Demain Ifttt et hootsuite rendront probablement ces fonctions payantes, seuls ceux qui non seulement ont la force de passer outres les barrières des écosystèmes en concurrence et les moyens de le faire pourront disséminer une veille à travers le web. L’alternative est elle aussi payante : embaucher et payer très cher des community managers pour épouser des stratégies de présence à l’intérieur d’un écosystème. Des communautés d’intérêt dans des jardins clos, le plus souvent entretenues à des fins marchandes, est-ce que c’est qui nous attend ? Ecoutez cette émission de France Inter à propos d’une entreprise qui gère la e-réputation de ses clients, c’est édifiant et on est très loin des théories complotistes.

Compliqué je vous disais, alors que le besoin de départ est très simple et légitime ! Force est de constater que ces obstacles techniques ne sont pas le fruit du hasard mais de l’organisation d’enclosures au coeur même des écosystèmes dont le discours se fonde sur le partage. Je ne peux clore cet article dans citer Olivier Ertzscheid, un des premiers à avoir dénoncé et théorisé les jardins fermés (l’expression est de Tim Berners Lee) que sont les écosystèmes sociaux du web. Je l’avoue j’ai mis longtemps à en être convaincu mais c’est désormais une évidence :

Dans ces jardins fermés, chaque acteur a intérêt à favoriser les résultats de son écosystème direct et à refuser ou brider toute forme d’externalité non-directement rentable. Ainsi, pour une recherche sur une vidéo, Google surpondérera et affichera en premier les résultats provenant de YouTube (qu’il a racheté) au détriment des résultats en provenance d’autres sites présentant pourtant la même vidéo.
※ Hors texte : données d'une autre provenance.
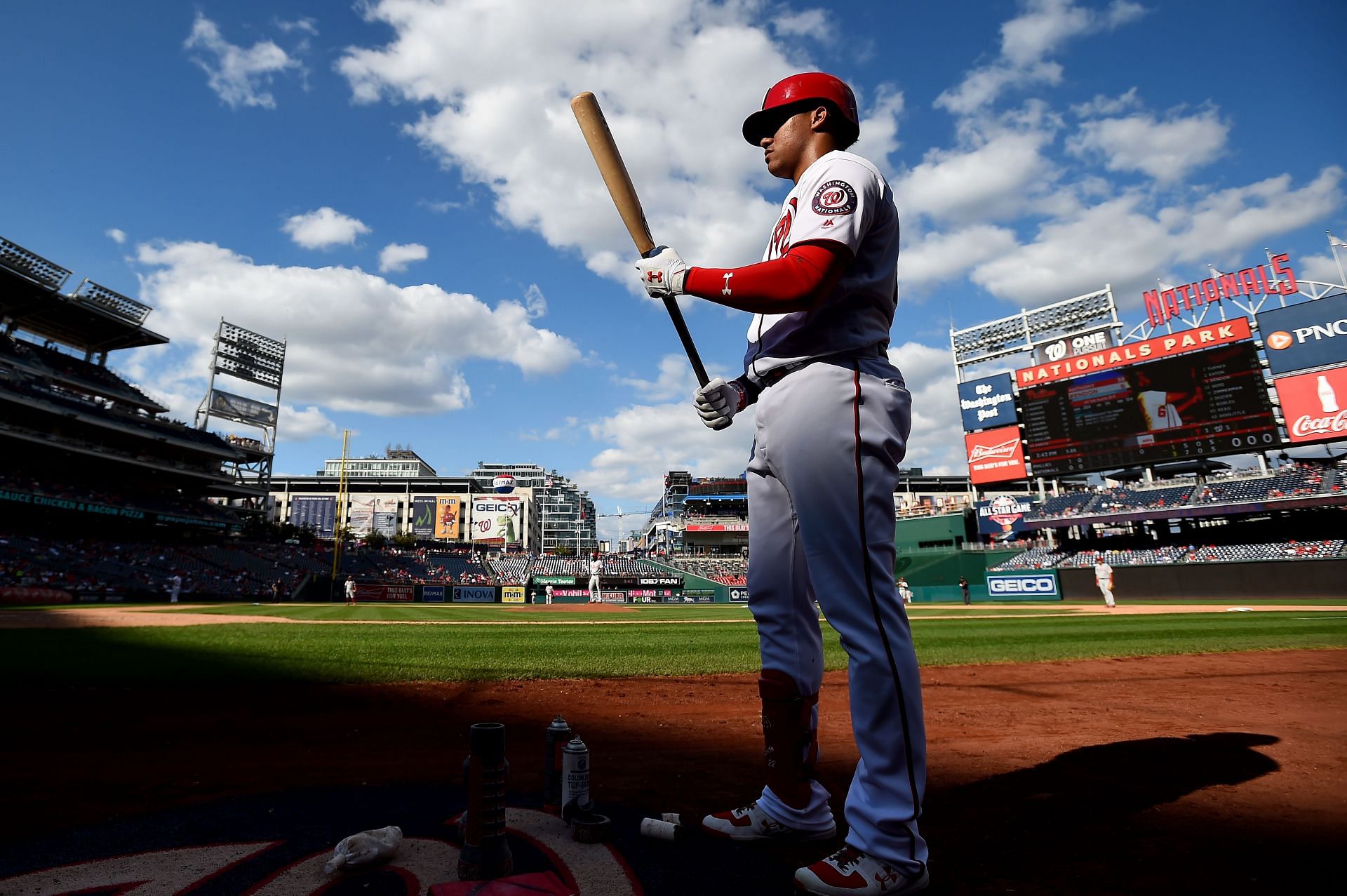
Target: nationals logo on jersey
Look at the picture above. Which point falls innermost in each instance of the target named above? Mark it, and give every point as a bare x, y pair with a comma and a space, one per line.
782, 234
834, 197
De la même manière la fonctionnalité « like » (« j’aime ») mise en avant par Facebook à l’intérieur de son site mais également sur une multitude de sites tiers à vocation à centraliser les informations de navigation (et les préférences des utliisateurs) pour le seul usage de Facebook, dans une logique radicalement inverse à celle du lien hypertexte. Ainsi ces nouvelles ingénieries relationnelles présentes dans tous les systèmes dits « de recommandation » nous astreignent à une navigation de plus en plus fermée, de type carcérale, dans laquelle il est de plus en plus difficile et de moins en moins « naturel » de parvenir à s’extraire des sentiers les plus fréquentés, ou des zones de liberté conditionnelle qui nous sont assignées.